C’est ce que j’appelle la croisée des chemins, parce qu’il y a deux discours contradictoires qui se tiennent dans la société française : il y a un discours selon lequel il faut que la France regarde son passé, y compris les pages sombres de ce passé, et les reconnaisse, notamment tout ce qui renvoie à l’histoire coloniale et à l’histoire franco-algérienne ; et puis il y a l’idée selon laquelle il n’y a rien à regretter du point de vue de ce passé colonial qui serait une œuvre positive. A mon avis, la reconnaissance est inévitable, la France ne pourra que le faire parce que c’est intenable d’être dans la dénégation.

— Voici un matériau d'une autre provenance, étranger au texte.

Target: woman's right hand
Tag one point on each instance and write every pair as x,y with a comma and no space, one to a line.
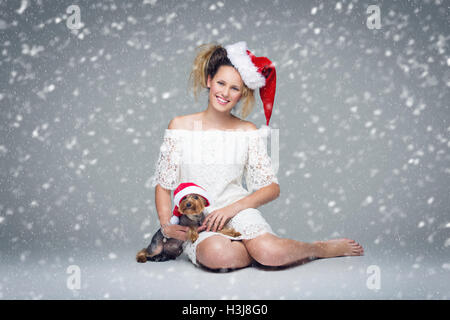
179,232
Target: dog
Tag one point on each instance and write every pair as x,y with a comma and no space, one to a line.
162,249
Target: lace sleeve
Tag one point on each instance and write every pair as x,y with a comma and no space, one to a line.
167,171
258,170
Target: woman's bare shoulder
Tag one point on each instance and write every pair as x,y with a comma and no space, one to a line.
247,125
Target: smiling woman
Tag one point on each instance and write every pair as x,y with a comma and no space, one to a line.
212,62
230,74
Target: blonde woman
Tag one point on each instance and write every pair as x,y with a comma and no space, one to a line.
197,148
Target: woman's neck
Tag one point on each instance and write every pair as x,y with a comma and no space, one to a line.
217,119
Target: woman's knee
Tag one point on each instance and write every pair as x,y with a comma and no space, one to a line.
217,252
265,249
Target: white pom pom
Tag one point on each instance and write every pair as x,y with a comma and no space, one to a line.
174,220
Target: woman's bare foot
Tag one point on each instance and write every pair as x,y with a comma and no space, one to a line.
338,248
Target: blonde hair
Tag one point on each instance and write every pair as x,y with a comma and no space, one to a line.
210,57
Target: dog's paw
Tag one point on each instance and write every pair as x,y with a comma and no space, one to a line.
194,237
141,256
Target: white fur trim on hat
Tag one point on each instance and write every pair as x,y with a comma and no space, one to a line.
237,53
188,190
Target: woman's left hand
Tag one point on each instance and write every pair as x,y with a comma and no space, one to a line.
217,219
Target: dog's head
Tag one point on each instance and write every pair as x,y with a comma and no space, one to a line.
192,205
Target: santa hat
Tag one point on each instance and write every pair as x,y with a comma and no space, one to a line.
181,192
256,72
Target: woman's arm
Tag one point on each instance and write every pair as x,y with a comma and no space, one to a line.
163,204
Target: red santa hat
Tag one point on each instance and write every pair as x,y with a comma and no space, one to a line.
256,72
181,192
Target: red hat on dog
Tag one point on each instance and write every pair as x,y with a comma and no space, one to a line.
181,192
256,72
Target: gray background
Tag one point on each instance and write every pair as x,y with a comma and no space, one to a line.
362,117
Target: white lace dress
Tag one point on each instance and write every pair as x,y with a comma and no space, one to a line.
217,160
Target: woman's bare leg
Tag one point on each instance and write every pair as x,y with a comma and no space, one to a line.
271,250
217,252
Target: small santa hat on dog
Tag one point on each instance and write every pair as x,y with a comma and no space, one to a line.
181,192
256,72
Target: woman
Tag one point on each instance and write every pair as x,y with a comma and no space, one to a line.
230,74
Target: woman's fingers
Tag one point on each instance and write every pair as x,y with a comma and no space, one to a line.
217,224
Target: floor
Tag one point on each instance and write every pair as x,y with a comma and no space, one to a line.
118,276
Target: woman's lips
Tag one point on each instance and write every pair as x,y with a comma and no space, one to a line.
221,100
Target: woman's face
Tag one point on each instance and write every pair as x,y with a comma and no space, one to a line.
225,88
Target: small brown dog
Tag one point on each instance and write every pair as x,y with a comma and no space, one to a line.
162,249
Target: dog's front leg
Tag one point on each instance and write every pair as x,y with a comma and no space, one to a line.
192,234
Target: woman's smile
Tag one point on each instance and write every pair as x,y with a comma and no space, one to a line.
221,100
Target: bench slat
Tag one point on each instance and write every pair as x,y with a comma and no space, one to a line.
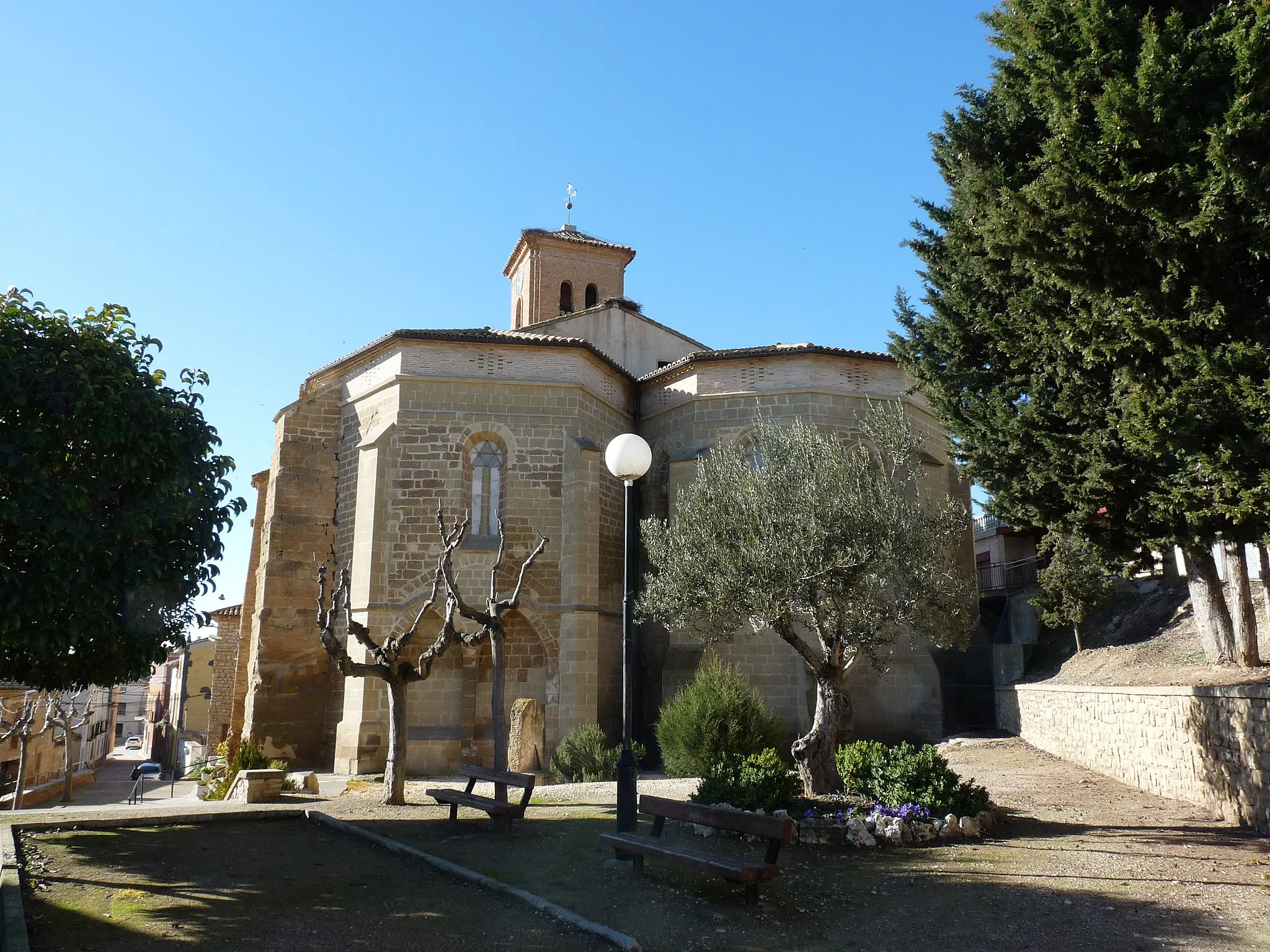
780,828
486,774
489,806
728,867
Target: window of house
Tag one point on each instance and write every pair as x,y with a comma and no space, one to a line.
487,477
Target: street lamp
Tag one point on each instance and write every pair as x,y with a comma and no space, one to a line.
628,457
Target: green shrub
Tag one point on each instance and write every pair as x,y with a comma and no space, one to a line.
248,757
584,754
757,781
905,774
716,716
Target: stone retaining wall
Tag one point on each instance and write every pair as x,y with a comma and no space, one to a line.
1203,746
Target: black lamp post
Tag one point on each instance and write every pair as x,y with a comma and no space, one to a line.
628,457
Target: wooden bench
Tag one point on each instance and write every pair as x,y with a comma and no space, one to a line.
775,829
499,810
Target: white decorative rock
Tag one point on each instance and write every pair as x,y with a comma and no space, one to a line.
858,833
893,831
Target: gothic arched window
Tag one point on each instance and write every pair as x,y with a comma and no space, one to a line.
487,472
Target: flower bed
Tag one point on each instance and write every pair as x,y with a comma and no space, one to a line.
904,827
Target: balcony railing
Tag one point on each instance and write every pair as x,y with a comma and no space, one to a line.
985,523
1010,576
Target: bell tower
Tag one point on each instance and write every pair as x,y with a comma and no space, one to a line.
554,273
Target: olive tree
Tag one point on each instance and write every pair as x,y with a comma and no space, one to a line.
386,659
836,546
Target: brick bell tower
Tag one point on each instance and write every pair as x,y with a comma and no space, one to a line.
554,273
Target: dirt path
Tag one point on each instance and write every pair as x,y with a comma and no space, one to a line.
1082,862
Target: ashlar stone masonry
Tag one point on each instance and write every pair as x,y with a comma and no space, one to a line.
511,426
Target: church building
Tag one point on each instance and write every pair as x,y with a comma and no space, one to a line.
512,425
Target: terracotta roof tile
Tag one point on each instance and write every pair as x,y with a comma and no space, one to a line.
475,335
741,353
578,238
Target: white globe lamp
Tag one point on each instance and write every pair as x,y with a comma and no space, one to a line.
628,457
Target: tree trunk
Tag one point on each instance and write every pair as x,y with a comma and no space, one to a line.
1208,603
1244,616
495,708
813,752
394,770
1264,560
22,772
66,762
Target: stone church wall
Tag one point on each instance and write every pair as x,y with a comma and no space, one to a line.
710,404
425,430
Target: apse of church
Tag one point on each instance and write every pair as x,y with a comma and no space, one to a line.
511,426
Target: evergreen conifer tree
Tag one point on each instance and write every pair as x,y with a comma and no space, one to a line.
1098,283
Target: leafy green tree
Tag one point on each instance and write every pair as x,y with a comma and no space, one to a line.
1072,586
836,547
1096,282
112,498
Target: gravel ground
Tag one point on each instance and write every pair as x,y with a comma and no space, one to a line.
1081,862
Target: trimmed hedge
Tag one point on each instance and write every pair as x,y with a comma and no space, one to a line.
905,774
714,716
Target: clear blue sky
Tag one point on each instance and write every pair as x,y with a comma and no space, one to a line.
270,186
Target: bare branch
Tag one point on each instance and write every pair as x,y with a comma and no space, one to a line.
515,601
395,645
785,628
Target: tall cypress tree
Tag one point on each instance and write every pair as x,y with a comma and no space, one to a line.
1096,284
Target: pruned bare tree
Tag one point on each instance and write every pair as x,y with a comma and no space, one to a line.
68,716
20,723
386,659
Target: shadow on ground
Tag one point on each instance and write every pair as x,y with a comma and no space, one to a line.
263,885
998,894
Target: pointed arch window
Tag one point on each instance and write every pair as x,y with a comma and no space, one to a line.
487,478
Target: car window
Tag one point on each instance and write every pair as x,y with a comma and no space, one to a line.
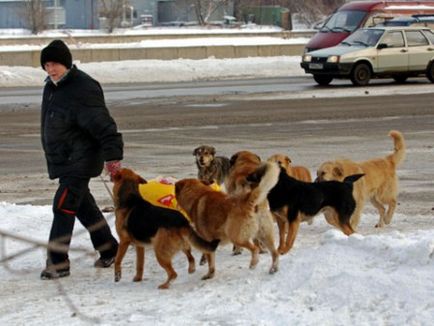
416,38
430,36
393,39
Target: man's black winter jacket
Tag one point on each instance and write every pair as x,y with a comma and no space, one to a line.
77,132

  • Vous avez, quant à vous, vu le film, qu’en avez-vous retiré ?

Ce film tiré d’épisodes qui jusque-là n’avaient pas été traités dans une fiction et restent méconnus des Français, totalement niés à l’époque et encore mal reconnus. J’ai toutefois des remarques à faire sur la manière dont le cinéaste a évoqué le contexte historique sur certains points, mais je préférerais en parler lorsque le film sera dans les salles, je ne veux pas interférer sur la carrière de ce film qui me semble une œuvre cinématographique qui a le droit d’être présentée, d’être jugée par un jury à Cannes, par un public, par des critiques. Je ne veux pas me situer sur le même plan que le député Lionnel Luca qui parle alors qu’il n’a pas vu le film.

  • Comment avez-vous été amené à voir le film ? A quelles fins ?

Avec quelques collègues historiens qui souhaitaient réagir aux prises de position de MM. Luca et Falco, lorsqu’elles sont apparues dans les médias (un texte signé par des historiens et intellectuels, dont Pascal Blanchard, Benjamin Stora, Gérard Noriel, Mohammed Harbi et le directeur des éditions La Découverte, devra être publié dans la presse, ndlr) nous avons voulu exprimer notre désaccord avec ces réactions d’autant plus que des groupes ont appelé à manifester contre ce film au Festival de Cannes. Nous avons appris aussi qu’il y avait des pressions sur le festival, sur les circuits de distribution ; nous nous sommes dit que ce serait bien de voir le film si une occasion venait à se présenter. C’est comme cela que j’ai pu personnellement le voir.

  • Des historiens ont travaillé sur ces questions...

Les historiens ont travaillé, la société française commence à connaître un certain nombre de faits, mais en son sein, il y a des différences selon les classes d’âge, les périodes où les individus ont été à l’école, selon les sensibilités politiques, les cultures de groupes. Ce n’est pas un hasard si des élus qui ont porté ce discours de dénégation et de légitimation de la colonisation se situent géographiquement dans le Midi de la France.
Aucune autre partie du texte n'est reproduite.